Sept. 2–15; tickets on sale now
During the 6th annual Broadway Week, you can buy 2-for-1 tickets to 19 Broadways shows including Annie, Once, Big Fish, as well as favorites such as the Lion King, Mamma Mia, Wicker, and Jersey Boy. The promotion is a production of NYC & Company and sponsored by American Express, Amtrak, NBC 4, and The Broadway League.
www.nycgo.com/broadwayweek; ticket prices vary
El Museo del Barrio
Book signing to follow in El Café
September 6, 6:30–7:30 p.m.
El Museo del Barrio and La Casa Azul Bookstore welcome award winning Dominican-American writer and author Junot Diaz for a reading from This is How You Lose Her, now available in paperback. He will open the floor to audience questions and will sign copies of this book and his other books (available for sale on-site) immediately following the program. This program is presented in collaboration with La Casa Azul Bookstore.
Carolyn Wonderland w/ Sasha Dobson
City Winery, 155 Varick Street
Aug. 27, 5–7:30 p.m.
For her third album “Aquarius”, Sasha Dobson, a standout vocalist on the American jazz scene, has created her first album as a songwriter; a raw, honest collection of elegant garage rock, produced by friend and collaborator Joel Hamilton (Sparklehorse, Black Keys, Tom Waits). Food and beverages will be available for purchase—there will be an assortment of wines from City Winery, ice cold beer from Radeberger, ice cream and ice cream sandwiches from Jacques Torres, and hot dogs and other snacks offered by Great Performances.
Uncle Tom vs. Uncle Sam
Thursdays, Fridays, Saturdays, Aug. 22–31 at 8 p.m.
An interracial couple plans to adopt. She would love to adopt a child of color, same as if they would be able to have children naturally. He only wants to adopt a white child.
Rising Waters: Photographs of Hurricane Sandy
International Center for Photography
On view weekends, Aug. 24–Sept. 22
In collaboration with the Museum of the City of New York, International Center for Photography presents a photography exhibition detailing the damage and recovery from Hurricane Sandy. Drawn from an open call for submissions from the public that drew over 5,000 entries, the exhibition will include 100 works by more than 90 professional photographers, community members, and bystanders who photographed the effects of the devastating storm and the subsequent recovery efforts.

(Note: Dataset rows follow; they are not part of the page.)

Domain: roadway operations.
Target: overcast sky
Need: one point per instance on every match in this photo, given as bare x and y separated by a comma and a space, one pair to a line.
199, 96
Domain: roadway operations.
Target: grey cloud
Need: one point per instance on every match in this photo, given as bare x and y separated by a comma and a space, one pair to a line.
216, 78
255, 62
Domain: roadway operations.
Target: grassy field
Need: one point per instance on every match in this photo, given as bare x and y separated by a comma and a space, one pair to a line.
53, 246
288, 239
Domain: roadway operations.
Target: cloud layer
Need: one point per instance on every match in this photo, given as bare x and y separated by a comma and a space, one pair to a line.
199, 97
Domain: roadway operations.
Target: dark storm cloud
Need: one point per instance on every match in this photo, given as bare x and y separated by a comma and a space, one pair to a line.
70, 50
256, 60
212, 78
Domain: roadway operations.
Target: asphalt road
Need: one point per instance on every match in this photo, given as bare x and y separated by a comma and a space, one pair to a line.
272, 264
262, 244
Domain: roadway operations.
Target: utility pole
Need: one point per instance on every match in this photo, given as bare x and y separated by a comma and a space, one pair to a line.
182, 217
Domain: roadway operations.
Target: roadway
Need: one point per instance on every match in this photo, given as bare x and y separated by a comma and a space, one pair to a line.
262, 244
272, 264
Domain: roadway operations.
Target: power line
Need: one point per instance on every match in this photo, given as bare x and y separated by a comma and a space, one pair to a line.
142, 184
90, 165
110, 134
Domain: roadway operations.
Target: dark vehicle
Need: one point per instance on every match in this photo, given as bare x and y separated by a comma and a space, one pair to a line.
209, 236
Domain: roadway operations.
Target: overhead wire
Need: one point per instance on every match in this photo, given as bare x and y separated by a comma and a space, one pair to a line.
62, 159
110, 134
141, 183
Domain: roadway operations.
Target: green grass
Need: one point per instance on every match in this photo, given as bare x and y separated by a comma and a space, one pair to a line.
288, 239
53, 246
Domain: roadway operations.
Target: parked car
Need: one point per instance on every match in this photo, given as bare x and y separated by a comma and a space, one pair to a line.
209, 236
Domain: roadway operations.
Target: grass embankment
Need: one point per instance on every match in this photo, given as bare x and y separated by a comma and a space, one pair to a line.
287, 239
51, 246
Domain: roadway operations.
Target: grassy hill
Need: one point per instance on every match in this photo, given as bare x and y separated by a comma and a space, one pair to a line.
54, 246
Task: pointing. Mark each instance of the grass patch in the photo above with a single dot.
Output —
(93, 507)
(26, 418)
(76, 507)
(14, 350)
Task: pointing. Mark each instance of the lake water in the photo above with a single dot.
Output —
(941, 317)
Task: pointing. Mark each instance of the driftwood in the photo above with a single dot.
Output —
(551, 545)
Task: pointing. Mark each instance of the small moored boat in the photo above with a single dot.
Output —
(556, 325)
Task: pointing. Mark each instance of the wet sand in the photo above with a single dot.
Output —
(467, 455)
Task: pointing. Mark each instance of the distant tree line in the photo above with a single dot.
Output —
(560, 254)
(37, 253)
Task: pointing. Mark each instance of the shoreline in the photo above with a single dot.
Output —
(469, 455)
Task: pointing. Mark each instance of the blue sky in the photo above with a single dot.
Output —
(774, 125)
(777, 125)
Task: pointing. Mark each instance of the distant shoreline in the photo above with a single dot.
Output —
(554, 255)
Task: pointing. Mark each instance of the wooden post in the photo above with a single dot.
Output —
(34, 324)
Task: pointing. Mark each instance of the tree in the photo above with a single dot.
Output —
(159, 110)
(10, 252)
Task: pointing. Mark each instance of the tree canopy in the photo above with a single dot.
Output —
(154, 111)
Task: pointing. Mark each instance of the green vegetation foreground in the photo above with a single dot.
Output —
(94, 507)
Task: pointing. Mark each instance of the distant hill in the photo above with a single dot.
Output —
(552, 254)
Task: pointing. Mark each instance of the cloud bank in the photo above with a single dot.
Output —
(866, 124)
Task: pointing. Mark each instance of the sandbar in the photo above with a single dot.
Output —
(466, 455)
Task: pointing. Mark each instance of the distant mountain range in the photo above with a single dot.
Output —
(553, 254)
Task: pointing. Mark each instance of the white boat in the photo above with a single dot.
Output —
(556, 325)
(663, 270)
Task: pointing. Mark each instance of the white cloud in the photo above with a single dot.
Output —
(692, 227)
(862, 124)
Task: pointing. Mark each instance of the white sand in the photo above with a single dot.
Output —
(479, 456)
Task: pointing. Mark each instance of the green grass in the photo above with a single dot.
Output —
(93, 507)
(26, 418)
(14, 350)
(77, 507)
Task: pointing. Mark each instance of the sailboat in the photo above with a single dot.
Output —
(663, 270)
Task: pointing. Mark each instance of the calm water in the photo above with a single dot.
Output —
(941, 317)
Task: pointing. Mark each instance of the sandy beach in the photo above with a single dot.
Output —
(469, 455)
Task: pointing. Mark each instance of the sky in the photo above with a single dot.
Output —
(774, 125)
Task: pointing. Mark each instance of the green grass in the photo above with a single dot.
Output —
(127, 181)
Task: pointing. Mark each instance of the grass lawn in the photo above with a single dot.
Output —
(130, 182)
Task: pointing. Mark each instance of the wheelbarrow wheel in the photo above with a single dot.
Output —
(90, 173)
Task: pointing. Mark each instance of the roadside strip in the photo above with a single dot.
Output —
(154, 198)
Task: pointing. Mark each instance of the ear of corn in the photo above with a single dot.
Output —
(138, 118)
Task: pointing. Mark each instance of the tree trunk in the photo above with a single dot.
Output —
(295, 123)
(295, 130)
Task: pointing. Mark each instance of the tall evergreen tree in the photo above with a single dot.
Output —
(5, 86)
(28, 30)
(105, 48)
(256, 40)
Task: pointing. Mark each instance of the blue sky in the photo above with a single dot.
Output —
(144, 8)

‘A Postcolonial Kinderhood’ Revisited
The Jewish Museum
Aug. 23–Oct. 20
In 1993 the Jewish Museum commissioned Elaine Reichek to create an installation that explored her personal identity. She was a natural for the project: her work at the time was preoccupied with marginalized cultures—Irish, Native American, and other threatened peoples. A Postcolonial Kinderhood, installed in 1994, probed the fears and embarrassments—real or imagined—that still prevailed among many American Jews.
The Civil War and American Art
Metropolitan Museum of Art, Galleries 964–965 & 955
Closing Sept. 2
This major loan exhibition considers how American artists responded to the Civil War and its aftermath. Landscapes and genre scenes—more than traditional history paintings—captured the war’s impact on the American psyche. The exhibition proposes significant new readings of many familiar masterworks—some sixty paintings and eighteen photographs created between 1852 and 1877—including outstanding landscapes by Frederic E. Church and Sanford R. Gifford, paintings of life on the battlefront and the home front by Winslow Homer and Eastman Johnson, and photographs by Timothy H. O’Sullivan and George N. Barnard.
www.metmuseum.org; $12–$25 suggested
‘Mostly Mozart’ Closing Night
Lincoln Center—Avery Fisher Hall
Aug. 23–24, 8 p.m.
The 2013 Mostly Mozart Festival comes to a conclusion with Louis Langrée and the Festival Orchestra performing Mozart’s magnificent final triptych of symphonies, including the “Jupiter.” Program includes: Mozart’s symphony Numbers 39, 40, and 41.